5.      Jika terjadi gagal panen ternyata menjadi tanggung jawab petani.

Penyimpangan tersebut terjadi akibat diterapkannya aturan yang disebut Cultuur Procenten, yaitu persen atau hadiah yang diberikan oleh pemerintah Belanda bagi pelaksana Tanam Paksa yang bisa menyerahkan hasil panen melebihi target dan tepat waktu. Akibatnya penguasa lokal
( bupati, kepala desa ) yang tergiur dengan janji tersebut berlomba-lomba mencapai target, semakin banyak hasil yang disetorkan hadiahnya makin besar, di pihak lain rakyat semakin tertindas dan sengsara sehingga banyak yang meninggal. Keuntungan yang diperoleh Belanda di satu sisi membuat perekonomian Belanda menjadi berkembang sehingga mereka mampu membayar hutang-hutangnya dan membangun industri menjadi negara maju. Namun demikian muncul pula golongan yang menentang penindasan yang dilakukan terhadap rakyat Indonesia, mereka dari golongan liberal dan kaum humanis. Beberapa diantaranya adalah :

a.       Baron van Hoevel seorang anggota parlemen Belanda.
b.      Edward Douwes Dekker dengan nama samaran Multatuli melalui bukunya yang berjudul “ Max Havelaar “.
c.       Frans van Der Putte dengan artikelnya yang berjudul “ Suiker Contracten “.
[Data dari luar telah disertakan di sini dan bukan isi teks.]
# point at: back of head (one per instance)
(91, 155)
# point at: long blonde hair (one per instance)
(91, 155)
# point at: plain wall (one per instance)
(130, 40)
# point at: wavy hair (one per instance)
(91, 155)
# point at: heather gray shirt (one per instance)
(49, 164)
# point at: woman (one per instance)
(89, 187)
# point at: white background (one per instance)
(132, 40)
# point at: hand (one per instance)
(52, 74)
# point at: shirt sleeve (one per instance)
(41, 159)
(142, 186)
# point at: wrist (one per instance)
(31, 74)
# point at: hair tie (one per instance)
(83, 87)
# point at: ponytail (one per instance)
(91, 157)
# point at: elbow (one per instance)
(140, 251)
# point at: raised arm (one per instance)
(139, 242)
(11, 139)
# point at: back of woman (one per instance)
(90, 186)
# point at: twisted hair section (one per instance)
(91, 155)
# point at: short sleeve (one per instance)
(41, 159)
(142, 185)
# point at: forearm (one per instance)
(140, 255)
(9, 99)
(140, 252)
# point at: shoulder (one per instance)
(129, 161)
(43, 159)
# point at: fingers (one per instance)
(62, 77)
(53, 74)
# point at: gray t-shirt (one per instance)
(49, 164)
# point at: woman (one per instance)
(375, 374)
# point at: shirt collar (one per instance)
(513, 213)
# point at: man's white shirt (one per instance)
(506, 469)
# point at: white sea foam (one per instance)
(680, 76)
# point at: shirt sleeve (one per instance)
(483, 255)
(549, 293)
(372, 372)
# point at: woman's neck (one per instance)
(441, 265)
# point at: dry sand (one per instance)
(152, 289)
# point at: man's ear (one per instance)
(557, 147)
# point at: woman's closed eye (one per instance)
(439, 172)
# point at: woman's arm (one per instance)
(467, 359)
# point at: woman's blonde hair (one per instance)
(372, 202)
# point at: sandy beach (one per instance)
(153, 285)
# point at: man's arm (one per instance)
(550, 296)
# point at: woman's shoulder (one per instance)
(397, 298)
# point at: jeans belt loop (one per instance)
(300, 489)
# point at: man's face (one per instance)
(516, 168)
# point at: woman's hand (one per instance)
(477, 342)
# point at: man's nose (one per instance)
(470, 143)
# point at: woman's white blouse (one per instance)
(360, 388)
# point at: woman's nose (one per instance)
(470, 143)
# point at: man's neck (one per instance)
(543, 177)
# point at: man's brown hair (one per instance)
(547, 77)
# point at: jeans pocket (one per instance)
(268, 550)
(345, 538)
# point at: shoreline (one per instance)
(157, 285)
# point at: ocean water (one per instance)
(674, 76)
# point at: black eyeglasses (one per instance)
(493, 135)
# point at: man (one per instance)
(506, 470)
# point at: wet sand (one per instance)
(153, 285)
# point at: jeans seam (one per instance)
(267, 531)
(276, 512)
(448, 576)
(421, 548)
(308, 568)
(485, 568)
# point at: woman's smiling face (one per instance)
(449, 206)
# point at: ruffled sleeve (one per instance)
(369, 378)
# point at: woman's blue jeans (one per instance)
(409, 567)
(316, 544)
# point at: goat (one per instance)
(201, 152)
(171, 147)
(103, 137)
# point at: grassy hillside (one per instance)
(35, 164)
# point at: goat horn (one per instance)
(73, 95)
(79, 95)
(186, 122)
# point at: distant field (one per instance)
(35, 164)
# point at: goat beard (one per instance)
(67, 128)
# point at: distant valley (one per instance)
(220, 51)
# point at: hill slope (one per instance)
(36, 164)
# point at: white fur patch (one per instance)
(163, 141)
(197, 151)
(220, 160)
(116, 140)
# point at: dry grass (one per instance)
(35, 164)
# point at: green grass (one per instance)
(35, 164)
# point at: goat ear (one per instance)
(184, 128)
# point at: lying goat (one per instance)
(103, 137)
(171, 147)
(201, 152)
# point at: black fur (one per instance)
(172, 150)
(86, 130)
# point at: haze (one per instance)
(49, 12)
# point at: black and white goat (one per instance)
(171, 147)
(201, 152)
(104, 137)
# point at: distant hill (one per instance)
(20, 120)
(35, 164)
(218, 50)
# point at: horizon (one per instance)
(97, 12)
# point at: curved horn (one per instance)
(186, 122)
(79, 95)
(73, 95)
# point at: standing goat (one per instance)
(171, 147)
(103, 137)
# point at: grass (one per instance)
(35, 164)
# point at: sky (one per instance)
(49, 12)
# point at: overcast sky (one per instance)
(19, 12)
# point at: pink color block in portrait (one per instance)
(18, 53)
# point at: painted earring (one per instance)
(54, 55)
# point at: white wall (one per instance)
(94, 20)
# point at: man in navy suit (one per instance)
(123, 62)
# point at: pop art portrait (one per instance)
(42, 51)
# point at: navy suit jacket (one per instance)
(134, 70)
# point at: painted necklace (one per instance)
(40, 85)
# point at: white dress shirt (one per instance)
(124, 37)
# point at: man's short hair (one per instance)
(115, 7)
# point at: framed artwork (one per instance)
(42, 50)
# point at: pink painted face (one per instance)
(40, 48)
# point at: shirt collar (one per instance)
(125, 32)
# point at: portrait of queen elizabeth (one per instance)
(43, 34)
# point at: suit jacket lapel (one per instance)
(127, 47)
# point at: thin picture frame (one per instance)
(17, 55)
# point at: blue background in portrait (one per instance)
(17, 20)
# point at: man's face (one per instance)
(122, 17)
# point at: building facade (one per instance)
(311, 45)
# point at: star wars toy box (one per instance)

Akibat kritikan tersebut secara bertahap Tanam Paksa dihapus, dan diakhiri dengan dikeluarkannya UU Agraria ( Agrarische Wet ) tahun 1870. Bagi rakyat Tanam Paksa walaupun lebih banyak dampak negatifnya, ada juga sisi positifnya seperti mereka mulai mengenal jenis tanaman baru dan cara penanaman yang baik.

2.      Politik Pintu Terbuka ( Open Door Policy )

Dikeluarkannya Agrarische Wet tahun 1870, menunjukkan kemenangan golongan liberal sehingga haluan politik di Indonesia mengalami perubahan dari Sistem Tanam Paksa diganti “ Politik Pintu Terbuka” yaitu membuka kesempatan kepada swasta asing untuk ikut serta menanamkan modal khususnya dalam bidang perkebunan di Indonesia. Selain itu pemerintah juga mengeluarkan UU Gula ( Suiker Wet ), yang menghapus secara bertahap pabrik gula milik pemerintah dan akan diambilalih oleh swasta. Perubahan kebijakan tersebut bagi rakyat Indonesia berakibat sama yaitu hidupnya tetap menderita, karena hakekatnya hanya berganti majikan saja dari pemerintah Belanda kepada golongan swasta pemilik modal. Bahkan pada masa ini eksploitasi terhadap sumber daya alam dan sumber tenaga manusia semakin hebat, sehingga rakyat makin menderita. Pemerintah mengeluarkan peraturan yang disebut Koeli Ordonnantie yaitu persyaratan hubungan kerja kontrak antara majikan dan buruh yang mengatur tentang perlindungan bagi pekerja dan ancaman untuk pelanggaran-pelanggaran yang terjadi. Ancaman hukuman bagi pekerja yang melanggar kontrak dikenal sebagai “ Poenale Sanctie “.
 
3.      Politik Etis ( Balas Budi )

Melihat penderitaan rakyat tersebut kemudian muncul gagasan baru untuk meningkatkan kesejahteraan rakyat. Gagasan ini disebut Politik Etis atau Balas Budi karena Belanda dianggap mempunyai hutang budi kepada rakyat Indonesia yang  telah membantu meningkatkan kemakmuran negeri Belanda. Gagasan tersebut disampaikan oleh tokoh yang bernama Van Deventer, dalam tulisannya pada majalah De Gids dengan judul Een Eereschuld yang artinya hutang budi. Belanda telah berhutang budi kepada rakyat Indonesia, dan untuk mengembalikannya Belanda harus memperbaiki nasib rakyat dengan memakmurkan dan mencerdaskan mereka. Gagasan tersebut dikenas sebagai “ Trilogi van Deventer”: yang berisi :

a.    Irigasi (pengairan), yaitu diusahakan pembangunan irigasi untuk mengairi sawah-sawah milik penduduk untuk membantu peningkatan kesejahteraan penduduk.
b.    Edukasi (pendidikan), yaitu penyelenggaraan pendidikan bagi masyarakat pribumi agar mampu menghasilkan kualitas sumber daya manusia yang lebih baik.
c.    Emigrasi (perpindahan penduduk), yaitu perpindahan penduduk dari daerah yang padat penduduknya ( khususnya Pulau Jawa) ke daerah lain yang jarang penduduknya agar lebih merata.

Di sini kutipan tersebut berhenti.